Tuesday, November 21, 2006

Congress Should Immediately Terminate the 2001 AUMF

Tuesday, November 21, 2006

Dave Lindorff

Forget Nancy Pelosi's "100 Hours" agenda for the new Democratic Congress.


The first thing Democrats need to do when they walk into the Senate and House chambers this January is to vote out a joint resolution repealing the September 18, 2001 Authorization for Use of Military Force (AUMF), which was the authorization for the U.S. attack Al Qaeda forces and the Taliban government of Afghanistan.

That AUMF has been used, wholly inappropriately and wantonly, by President Bush as the justification for his assault on the US Constitution, for his willful violation of laws domestic and international, and for his unconstitutional usurpation of legislative and judicial power.

The president has claimed that the AUMF, far from simply being an authorization to go to war against Afghanistan and against the Al Qaeda organization there, was an open-ended authorization for him to initiate an unending "War on Terror," which he has subsequently claimed has no boundaries, and will be fought around the globe and within the U.S.

Bush has further claimed, without a shred of Constitutional authority, that this AUMF makes him commander in chief in that never-ending global conflict, and that as commander in chief, he is not bound by either law or Constitution. It is this spurious and sweeping claim of dictatorial power that the president has used to justify his signing statements, which he has used to render inoperative in whole or in part some 850 or more acts passed by Congress since 9-11. It is this same claim that the president has used to justify his deliberate violation of the 1978 Foreign Intelligence Surveillance Act—a felony and violation of the Fourth Amendment.

It is likewise this AUMF that he has used to justify his authorization of torture, kidnapping and detention without charge, his refusal to answer legitimate requests for information from Congress and the 9-11 commission, and his ignoring of direct orders from the federal courts.

All of these actions by the president are manifestly unconstitutional, and cry out for his impeachment. (The Constitution clearly defines and limits the president’s commander in chief role to simply making him the senior officer of the military, not a generalissimo.
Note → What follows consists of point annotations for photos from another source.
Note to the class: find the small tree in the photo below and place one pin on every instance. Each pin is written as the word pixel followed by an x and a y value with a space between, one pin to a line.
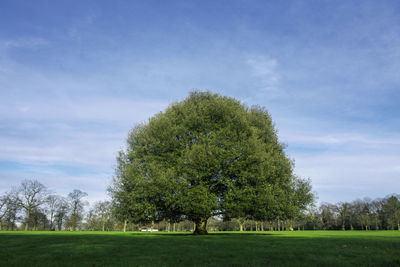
pixel 32 195
pixel 76 205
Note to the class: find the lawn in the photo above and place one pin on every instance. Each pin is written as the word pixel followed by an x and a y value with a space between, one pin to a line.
pixel 303 248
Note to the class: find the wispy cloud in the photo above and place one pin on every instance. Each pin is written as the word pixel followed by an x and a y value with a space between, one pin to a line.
pixel 264 69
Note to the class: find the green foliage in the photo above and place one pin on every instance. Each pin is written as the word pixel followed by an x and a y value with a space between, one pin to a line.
pixel 207 155
pixel 298 248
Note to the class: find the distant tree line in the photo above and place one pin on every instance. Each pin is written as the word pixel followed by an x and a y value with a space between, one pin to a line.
pixel 31 206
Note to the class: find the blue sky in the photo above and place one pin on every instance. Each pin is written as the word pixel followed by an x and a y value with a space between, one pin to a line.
pixel 75 76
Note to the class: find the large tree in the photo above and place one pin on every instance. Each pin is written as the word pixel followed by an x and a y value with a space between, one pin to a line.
pixel 204 156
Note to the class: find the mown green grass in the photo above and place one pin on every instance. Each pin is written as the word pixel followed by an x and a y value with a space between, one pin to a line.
pixel 303 248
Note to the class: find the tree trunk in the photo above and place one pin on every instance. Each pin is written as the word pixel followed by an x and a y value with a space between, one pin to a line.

Furthermore, as Barbara Olshanski and I explain in our book The Case for Impeachment, the AUMF never gave Bush any authority at all to conduct war inside the U.S. In fact, Tom Daschle, who as a Democratic Senator from South Dakota was the Senate Majority Leader at the time the AUMF was passed, specifically denied a last-minute request from the White House to have the words "in the United States" inserted into the wording of the resolution authorization.)

Bush should be impeached for all of his abuses of power, as well as for many other crimes, such as his deception in leading the nation into an illegal war against Iraq. But clearly, it will take time for a growing mass movement to pressure a timid Democratic leadership into taking their oath of office seriously and initiating impeachment proceedings.

Meanwhile, Congress can pull the rug out from under this usurper right away by simply revoking the September AUMF. The situation is akin to a teenager who has been given a car and then drives around banging it up and ruining it. At some point, the parents have got to take away the keys.

There is no justification for the continuation of the 2001 AUMF. Afghanistan is no longer a war. The U.S. is simply contributing military assets to a NATO action in that country at the request of the elected government in Kabul. Such an action requires no AUMF. Meanwhile, the prevention of terror is clearly an intelligence and police issue, not a war. It too does not require an AUMF.

A simple majority vote of House and Senate would put the U.S. Constitution back in place, and would restore the balance of power between executive, legislative and judicial branches.

Then Congress can get to work on investigating the crimes and abuses of this administration, and to passing progressive legislation without fear of further unconstitutional signing statements and further presidential law-breaking.

So how about it Rep. Pelosi and Senator Reid? Are you ready to uphold and defend the Constitution? Are you ready to take the president's keys away?